Kerric Harvey

A tenured associate professor and the Associate Director of the Center for Innovative Media, Dr. Harvey is also a working playwright and screenwriter who explores intercultural conflict through theatrical techniques in both live and virtual settings. She also writes about the media arts and cultural archetype in the public imagination, the anthropological effects of new media technologies, and media globalization and political identity. Elected as a Fellow of the Royal Anthropological Institute (U.K.) and a member of the Oxford Internet Institute, she is an award-winning teacher and a leading researcher on writing and producing for mobile phone filmmaking (Very Small Screen Media). She works with the GW Global Media Institute, Raindance Independent Filmmakers organization (U.K.) and is the Founding Director of the Aldebaran Drama Group.

As a media anthropologist, she explores how new communication technologies interact with policies, practices, and public expectations within traditional social practices, including the development of core cultural values, social architecture and power relations, conflict resolution, cultural identity-building, globalization and the political processes related to self-government in both the domestic and international spheres.
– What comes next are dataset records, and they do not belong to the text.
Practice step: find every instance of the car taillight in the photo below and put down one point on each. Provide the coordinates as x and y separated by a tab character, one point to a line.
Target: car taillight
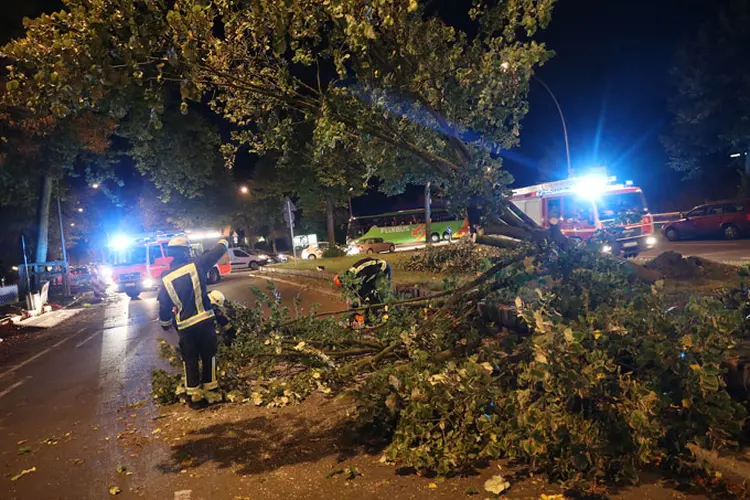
648	226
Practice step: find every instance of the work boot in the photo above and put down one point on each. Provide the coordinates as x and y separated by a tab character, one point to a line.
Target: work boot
213	397
198	405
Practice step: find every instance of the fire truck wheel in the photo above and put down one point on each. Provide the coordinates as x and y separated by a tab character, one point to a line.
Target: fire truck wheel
731	232
672	234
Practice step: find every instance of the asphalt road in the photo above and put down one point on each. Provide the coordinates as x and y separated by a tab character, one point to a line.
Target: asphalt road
719	250
75	404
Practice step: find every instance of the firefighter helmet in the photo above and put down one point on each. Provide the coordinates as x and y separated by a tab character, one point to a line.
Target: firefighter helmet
179	241
216	297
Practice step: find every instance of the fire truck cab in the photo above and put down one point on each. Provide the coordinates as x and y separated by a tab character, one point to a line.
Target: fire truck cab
583	205
136	263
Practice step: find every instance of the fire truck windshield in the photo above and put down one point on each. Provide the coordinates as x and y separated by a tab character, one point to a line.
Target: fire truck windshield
611	206
129	256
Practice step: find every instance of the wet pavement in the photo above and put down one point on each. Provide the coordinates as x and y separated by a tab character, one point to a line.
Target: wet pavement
75	409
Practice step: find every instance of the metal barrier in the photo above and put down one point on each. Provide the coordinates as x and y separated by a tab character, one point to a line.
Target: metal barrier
8	294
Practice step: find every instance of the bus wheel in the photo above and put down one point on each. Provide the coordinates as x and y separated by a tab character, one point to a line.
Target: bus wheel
213	276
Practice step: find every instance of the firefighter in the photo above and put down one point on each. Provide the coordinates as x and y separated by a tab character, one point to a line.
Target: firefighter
368	282
184	303
225	327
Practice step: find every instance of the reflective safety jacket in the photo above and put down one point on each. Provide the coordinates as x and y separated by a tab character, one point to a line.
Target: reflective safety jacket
183	298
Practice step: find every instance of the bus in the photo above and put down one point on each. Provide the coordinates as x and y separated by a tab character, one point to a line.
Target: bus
407	227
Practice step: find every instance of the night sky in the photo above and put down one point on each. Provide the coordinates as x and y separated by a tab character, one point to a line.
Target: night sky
610	76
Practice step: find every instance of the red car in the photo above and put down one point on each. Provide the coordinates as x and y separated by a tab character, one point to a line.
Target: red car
729	219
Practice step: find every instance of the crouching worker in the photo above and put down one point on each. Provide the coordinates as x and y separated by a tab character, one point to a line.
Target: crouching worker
366	283
184	303
225	327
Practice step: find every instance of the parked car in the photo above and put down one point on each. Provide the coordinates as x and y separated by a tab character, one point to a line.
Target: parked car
246	259
375	245
729	219
314	252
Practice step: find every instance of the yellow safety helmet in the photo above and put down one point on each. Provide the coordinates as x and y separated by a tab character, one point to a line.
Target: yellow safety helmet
216	297
179	241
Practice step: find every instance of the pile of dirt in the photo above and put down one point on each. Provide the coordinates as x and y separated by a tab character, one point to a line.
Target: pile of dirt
673	265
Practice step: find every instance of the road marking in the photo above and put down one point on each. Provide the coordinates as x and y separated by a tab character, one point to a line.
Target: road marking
39	354
273	278
14	386
79	344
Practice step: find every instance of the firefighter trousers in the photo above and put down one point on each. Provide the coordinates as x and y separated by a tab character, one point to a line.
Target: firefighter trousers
198	349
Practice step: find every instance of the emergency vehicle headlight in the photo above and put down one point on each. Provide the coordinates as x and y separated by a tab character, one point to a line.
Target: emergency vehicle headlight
591	187
119	242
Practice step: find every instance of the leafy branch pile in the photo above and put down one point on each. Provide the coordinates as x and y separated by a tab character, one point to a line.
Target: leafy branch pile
463	256
602	376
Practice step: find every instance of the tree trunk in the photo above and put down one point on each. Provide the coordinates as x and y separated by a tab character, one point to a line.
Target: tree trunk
43	219
331	227
427	214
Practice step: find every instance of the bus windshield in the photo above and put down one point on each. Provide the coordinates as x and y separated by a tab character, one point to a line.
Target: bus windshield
611	206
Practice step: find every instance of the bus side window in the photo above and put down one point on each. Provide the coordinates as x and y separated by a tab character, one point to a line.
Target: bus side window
554	208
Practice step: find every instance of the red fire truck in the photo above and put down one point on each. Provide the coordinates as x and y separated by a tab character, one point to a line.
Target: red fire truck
136	262
583	205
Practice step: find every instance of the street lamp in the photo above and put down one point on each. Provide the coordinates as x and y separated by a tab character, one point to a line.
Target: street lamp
562	119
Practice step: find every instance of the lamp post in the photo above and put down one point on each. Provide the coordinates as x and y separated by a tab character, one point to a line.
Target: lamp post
562	119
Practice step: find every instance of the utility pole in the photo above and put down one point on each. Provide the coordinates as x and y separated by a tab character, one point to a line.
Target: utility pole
66	284
289	208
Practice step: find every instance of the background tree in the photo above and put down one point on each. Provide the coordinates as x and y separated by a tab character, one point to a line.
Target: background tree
710	105
395	85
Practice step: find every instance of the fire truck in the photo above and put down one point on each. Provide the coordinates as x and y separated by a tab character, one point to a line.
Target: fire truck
135	263
583	205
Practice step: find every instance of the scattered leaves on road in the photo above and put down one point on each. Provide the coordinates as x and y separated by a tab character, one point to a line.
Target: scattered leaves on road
23	473
496	484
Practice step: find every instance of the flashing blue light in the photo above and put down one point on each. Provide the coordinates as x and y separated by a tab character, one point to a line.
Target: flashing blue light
591	186
119	242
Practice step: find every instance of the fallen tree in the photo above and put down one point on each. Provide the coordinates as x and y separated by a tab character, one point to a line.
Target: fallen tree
600	377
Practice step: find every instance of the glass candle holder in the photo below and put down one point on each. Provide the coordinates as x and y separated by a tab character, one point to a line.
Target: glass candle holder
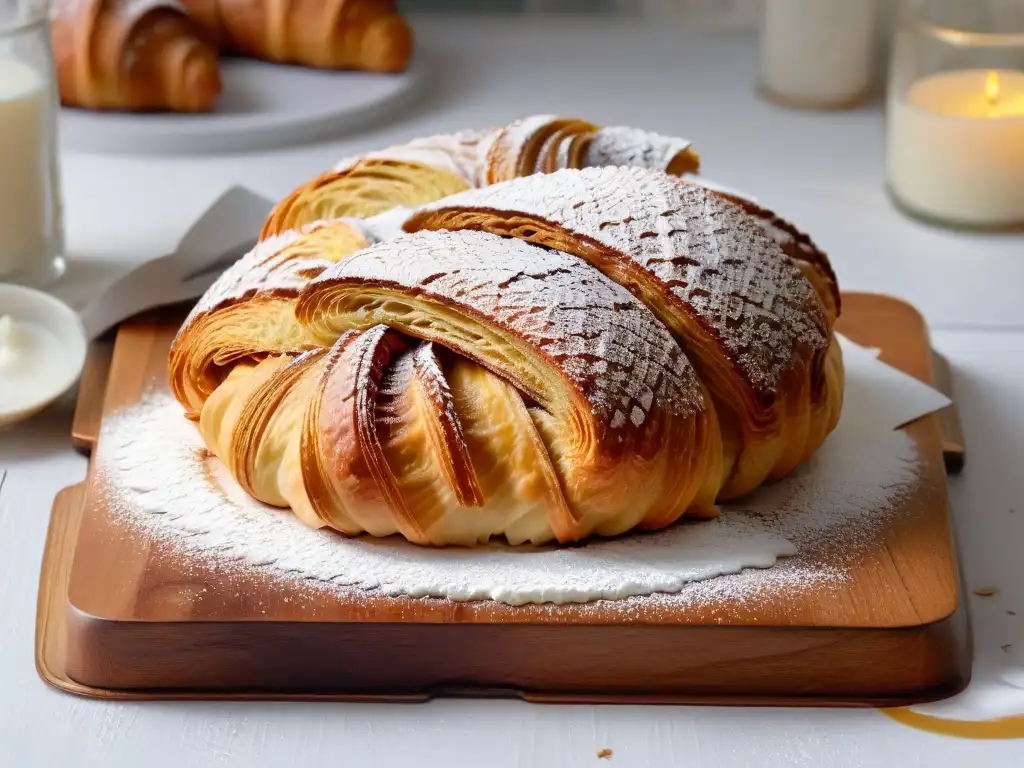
31	221
955	113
Session Title:   Play It Again:  Fusing Playback Theatre Techniques and Interactive Documentary

This paper extends the author’s previous work exploring Alternative Reality Gaming (ARG) theory as a vehicle for pushing the “interactive documentary” idea off the screen and into real life as an experiential multimedia event. In much the same vein, the “Play It Again” project considers the notion of modifying conventional, live-in-person “playback theatre” as a framework for a unique and very specific type of online, interactive non-fiction narrative.

“Playback theatre” is a particular type of Drama for Conflict Transformation (DCT) technique in which participants in a cultural, political, or religiously-based antagonistic situation are given the opportunity to “test out” the ripple-effect impact of a range of possible choices regarding that conflict. Characters in the play, just like conflict participants in real life, have a variety of things they can say or do at crucial points in the escalating hostilities, and playback theatre provides a means by which the “downstream effect” of each of those choices can be examined in the safe, imaginary world of the play itself.

In the “Play It Again” project, the author fuses the unique narrative structure of “playback theatre” with the concepts and principles of interactive documentary storytelling, crafting a new kind of “interactive mini-doc” in which both online and face-to-face audiences co-create conflict-related meaning in virtual space.

The benefits to community-building, social activism and conflict mediation that are made possible by this innovative blending of “real world” and “online” interactivity are discussed, with examples of the author’s own efforts in this territory illustrated through the use of video excerpts from her work in progress, entitled “The Interrogation,” and/or from other extant materials available on the Web, like “The Law Project.”